The Blu-ray Grades: Picture B/ Audio B/ Bonus C-

Sid & Nancy appears in an aspect ratio of approximately 1.85:1 on this Blu-Ray Disc. This was a much more attractive than expected presentation.

Sharpness seemed consistently good. Interiors could look a smidgen soft, but those were the only minor examples of that. Overall definition seemed concise and distinctive. No instances of jaggies or moiré effects appeared, and I saw no signs of edge haloes. In terms of print flaws, I noticed a few small marks but nothing much; those defects appeared infrequently and created no real distractions.

Despite the dank subject matter and generally decaying tone of punk, the film offered a lot of bright and vibrant hues. From dyed hair to lots of different outfits, the colors looked clear and vivid throughout the movie. Black levels also seemed deep and rich, and shadow detail was clear and appropriately opaque. Sid and Nancy isn’t a demonstration-level image, but it seemed much better than I expected.
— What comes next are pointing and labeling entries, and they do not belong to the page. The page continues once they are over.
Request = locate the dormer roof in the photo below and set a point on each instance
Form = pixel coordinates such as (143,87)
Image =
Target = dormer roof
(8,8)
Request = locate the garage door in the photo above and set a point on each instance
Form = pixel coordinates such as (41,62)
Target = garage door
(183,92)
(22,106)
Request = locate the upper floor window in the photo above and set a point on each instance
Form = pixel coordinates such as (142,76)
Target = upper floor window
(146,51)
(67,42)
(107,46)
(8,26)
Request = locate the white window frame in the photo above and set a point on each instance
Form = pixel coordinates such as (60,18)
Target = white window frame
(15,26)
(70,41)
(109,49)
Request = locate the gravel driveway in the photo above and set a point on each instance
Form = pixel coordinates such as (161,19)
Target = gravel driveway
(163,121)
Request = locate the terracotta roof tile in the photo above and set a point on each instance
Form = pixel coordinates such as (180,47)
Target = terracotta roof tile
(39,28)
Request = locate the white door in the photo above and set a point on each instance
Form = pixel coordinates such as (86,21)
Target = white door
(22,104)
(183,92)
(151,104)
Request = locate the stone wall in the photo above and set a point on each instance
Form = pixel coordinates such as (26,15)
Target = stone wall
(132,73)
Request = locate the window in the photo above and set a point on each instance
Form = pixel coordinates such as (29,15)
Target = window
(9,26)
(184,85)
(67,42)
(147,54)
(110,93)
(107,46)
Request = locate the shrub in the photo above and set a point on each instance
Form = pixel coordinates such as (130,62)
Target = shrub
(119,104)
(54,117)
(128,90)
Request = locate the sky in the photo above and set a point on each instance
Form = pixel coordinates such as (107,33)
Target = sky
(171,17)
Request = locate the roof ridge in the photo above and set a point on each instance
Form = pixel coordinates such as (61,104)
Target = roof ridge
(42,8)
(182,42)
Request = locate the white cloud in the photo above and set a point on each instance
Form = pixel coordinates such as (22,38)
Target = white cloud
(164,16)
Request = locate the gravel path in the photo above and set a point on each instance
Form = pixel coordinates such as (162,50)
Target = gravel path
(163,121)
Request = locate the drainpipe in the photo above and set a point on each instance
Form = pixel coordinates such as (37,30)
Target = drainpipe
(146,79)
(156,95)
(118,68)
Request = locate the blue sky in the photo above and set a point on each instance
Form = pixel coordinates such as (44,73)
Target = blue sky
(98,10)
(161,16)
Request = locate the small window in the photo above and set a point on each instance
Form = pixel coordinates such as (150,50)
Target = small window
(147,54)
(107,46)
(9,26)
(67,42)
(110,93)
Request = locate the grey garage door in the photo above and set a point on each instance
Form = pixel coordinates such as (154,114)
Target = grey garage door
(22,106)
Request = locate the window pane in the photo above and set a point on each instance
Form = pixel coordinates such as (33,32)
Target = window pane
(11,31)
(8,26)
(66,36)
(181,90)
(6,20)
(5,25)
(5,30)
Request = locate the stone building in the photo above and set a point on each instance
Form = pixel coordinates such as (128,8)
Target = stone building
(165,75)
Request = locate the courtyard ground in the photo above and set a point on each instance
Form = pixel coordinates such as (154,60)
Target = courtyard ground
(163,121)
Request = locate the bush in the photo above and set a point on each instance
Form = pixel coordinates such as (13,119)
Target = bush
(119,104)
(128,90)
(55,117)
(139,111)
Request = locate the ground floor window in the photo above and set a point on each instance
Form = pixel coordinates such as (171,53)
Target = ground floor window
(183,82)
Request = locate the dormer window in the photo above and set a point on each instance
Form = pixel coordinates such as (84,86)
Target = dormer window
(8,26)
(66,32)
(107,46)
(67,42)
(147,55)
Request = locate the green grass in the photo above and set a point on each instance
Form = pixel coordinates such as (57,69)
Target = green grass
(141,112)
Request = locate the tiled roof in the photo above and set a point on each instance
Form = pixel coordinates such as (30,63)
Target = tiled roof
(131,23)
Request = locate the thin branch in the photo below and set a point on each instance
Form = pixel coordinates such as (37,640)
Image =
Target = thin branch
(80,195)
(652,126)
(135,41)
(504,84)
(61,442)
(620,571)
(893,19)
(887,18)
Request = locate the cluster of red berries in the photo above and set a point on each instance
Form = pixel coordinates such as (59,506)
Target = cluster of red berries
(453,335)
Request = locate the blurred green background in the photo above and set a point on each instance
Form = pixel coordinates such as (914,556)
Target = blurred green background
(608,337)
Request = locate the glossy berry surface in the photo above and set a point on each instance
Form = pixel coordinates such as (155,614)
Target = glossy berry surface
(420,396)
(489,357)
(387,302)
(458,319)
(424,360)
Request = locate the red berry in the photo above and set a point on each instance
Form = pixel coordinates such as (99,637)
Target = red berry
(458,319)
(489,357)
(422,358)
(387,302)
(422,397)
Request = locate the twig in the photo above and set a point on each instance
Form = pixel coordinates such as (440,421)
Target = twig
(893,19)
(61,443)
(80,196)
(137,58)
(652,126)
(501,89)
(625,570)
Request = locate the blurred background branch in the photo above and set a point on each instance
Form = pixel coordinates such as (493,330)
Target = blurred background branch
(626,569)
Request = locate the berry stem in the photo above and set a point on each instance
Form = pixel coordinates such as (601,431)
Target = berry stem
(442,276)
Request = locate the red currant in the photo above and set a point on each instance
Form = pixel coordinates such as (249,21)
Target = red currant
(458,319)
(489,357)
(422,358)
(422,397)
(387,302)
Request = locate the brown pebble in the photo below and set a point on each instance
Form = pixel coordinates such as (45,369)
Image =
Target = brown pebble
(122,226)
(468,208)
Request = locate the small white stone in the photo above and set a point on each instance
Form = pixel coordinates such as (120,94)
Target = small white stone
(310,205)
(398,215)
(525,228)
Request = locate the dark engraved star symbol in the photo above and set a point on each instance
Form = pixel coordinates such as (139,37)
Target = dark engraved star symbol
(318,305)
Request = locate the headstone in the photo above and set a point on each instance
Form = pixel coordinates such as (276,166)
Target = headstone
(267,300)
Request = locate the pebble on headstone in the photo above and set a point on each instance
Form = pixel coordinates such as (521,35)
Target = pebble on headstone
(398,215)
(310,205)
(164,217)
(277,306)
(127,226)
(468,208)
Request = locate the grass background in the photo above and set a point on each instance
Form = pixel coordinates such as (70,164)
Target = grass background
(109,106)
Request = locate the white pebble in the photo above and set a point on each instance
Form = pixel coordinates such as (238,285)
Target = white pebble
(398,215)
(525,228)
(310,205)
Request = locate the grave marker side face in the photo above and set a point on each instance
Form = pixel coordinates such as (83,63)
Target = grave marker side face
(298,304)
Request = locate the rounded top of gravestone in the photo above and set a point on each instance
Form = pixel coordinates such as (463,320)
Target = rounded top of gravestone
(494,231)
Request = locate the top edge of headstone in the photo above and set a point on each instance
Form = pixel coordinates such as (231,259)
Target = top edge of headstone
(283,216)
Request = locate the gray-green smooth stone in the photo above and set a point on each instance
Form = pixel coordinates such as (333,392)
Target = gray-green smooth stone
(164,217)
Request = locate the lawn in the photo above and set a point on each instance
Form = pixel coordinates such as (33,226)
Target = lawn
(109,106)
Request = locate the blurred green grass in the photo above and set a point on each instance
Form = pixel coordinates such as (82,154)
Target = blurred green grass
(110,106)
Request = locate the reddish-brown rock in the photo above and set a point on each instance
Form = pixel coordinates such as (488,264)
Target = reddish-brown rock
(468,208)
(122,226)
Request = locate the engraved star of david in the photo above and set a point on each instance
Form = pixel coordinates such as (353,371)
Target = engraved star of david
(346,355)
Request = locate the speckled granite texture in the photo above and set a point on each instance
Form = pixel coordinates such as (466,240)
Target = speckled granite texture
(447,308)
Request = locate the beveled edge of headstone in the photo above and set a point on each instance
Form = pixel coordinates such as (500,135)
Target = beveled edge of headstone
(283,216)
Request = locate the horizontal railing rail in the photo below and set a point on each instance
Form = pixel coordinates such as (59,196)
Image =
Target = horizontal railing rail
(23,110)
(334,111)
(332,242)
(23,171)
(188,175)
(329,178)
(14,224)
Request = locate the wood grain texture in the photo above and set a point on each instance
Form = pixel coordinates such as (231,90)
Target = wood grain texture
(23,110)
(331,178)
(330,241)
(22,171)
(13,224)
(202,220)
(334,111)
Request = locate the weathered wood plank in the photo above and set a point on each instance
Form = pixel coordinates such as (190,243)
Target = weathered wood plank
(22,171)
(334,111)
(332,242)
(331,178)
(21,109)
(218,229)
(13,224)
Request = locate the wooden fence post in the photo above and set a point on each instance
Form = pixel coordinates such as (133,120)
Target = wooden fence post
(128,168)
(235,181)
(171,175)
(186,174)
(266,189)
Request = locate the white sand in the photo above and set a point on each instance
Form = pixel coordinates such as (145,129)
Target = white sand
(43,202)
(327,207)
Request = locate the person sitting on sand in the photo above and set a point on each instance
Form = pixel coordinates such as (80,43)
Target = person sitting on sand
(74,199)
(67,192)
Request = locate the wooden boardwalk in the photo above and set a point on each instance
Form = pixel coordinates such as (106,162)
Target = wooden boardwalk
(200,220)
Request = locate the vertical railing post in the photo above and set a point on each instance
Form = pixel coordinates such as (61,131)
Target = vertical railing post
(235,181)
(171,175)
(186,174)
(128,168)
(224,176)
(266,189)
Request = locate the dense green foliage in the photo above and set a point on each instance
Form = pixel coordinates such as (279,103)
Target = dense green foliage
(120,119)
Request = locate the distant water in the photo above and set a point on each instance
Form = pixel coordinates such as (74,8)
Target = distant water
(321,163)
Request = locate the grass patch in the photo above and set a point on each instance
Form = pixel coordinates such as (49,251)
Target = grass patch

Also surprisingly good was the film’s DTS-HD MA 5.1 soundtrack. The soundfield seemed essentially monaural during the early parts of the movie but it soon began to expand. Music spread nicely to the side speakers and also often blasted from the rears; during club scenes, the tunes used the room effectively and realistically. Other scenes conveyed appropriate and mildly engrossing ambiance, and audio panned between channels cleanly. It’s not a rock-‘em, sock-‘em affair that you’ll use to impress friends, but I found the soundfield to be nicely engaging.

Audio quality seemed similarly solid. Some of the dialogue was difficult to understand, but that resulted from thick English accents and had nothing to do with the recording. Otherwise, speech seemed reasonably natural and warm and showed no signs of edginess.

Effects appeared generally clear and accurate, and at times they boasted some nice depth, such as during a loud thunderstorm. Music seemed consistently crisp and deep, with solid dynamics and good accuracy. The bass wasn’t as tight as I’d like, but for a movie from 1986, the soundtrack seemed very positive.

How did this Blu-Ray compare with the MGM DVD from 2000? Audio was a bit warmer and clearer, while the image was tighter and better defined. The old DVD was pretty solid, but the Blu-ray delivered a nice improvement.

That 2000 DVD included no extras beyond the film’s trailer. It repeats here along with two featurettes. For the Love of Punk runs 15 minutes, 46 seconds and offers notes from Punk Magazine editor/publisher John Holmstrom, Rolling Stone Magazine editor Joe Levy, MTV News’ Kurt Loder, artist/magazine illustrator Mark Vallen, film critic Owen Gleiberman, filmmaker Dick Rude, “punk insider” Leee Black Childers, musician Zander Schloss, actors Miguel Sandoval and Sy Richardson, “Complete Control Radio” host Joe Sib, “Sound Off” host Matt Pinfield, photographer Jenny Lens, and Variety editor/writer Steve Chagollan.

Though it includes some thoughts about the punk movement and the events depicted in the film, “Love” mostly acts as an appreciation of Sid and Nancy. In that regard, it does okay for itself, but I can’t claim it provides a rich examination of the movie’s elements. It gives us a watchable take on the flick but nothing more.

Junk Love lasts 15 minutes, 30 seconds as it delivers comments from Levy, Childers, Loder, Holmstrom, punk photographer Roberta Bayley, and photographer Bob Gruen. This piece gives us a look at the real-life Sid and Nancy and aspects of their lives. The presentation tends to be somewhat too flashy, but it’s still a fairly good overview that provides a quick biographical piece.

Sid and Nancy was a movie that I wanted to like but I found it to be strangely uncompelling. The acting appeared technically strong but felt somewhat unconvincing; not once did I think I was watching anything terribly true to life. The Blu-ray offered very good picture and sound but only included modest supplements. Though I’m not wild about the movie, I can’t complain about the Blu-ray, as it made the flick look and sound better than ever.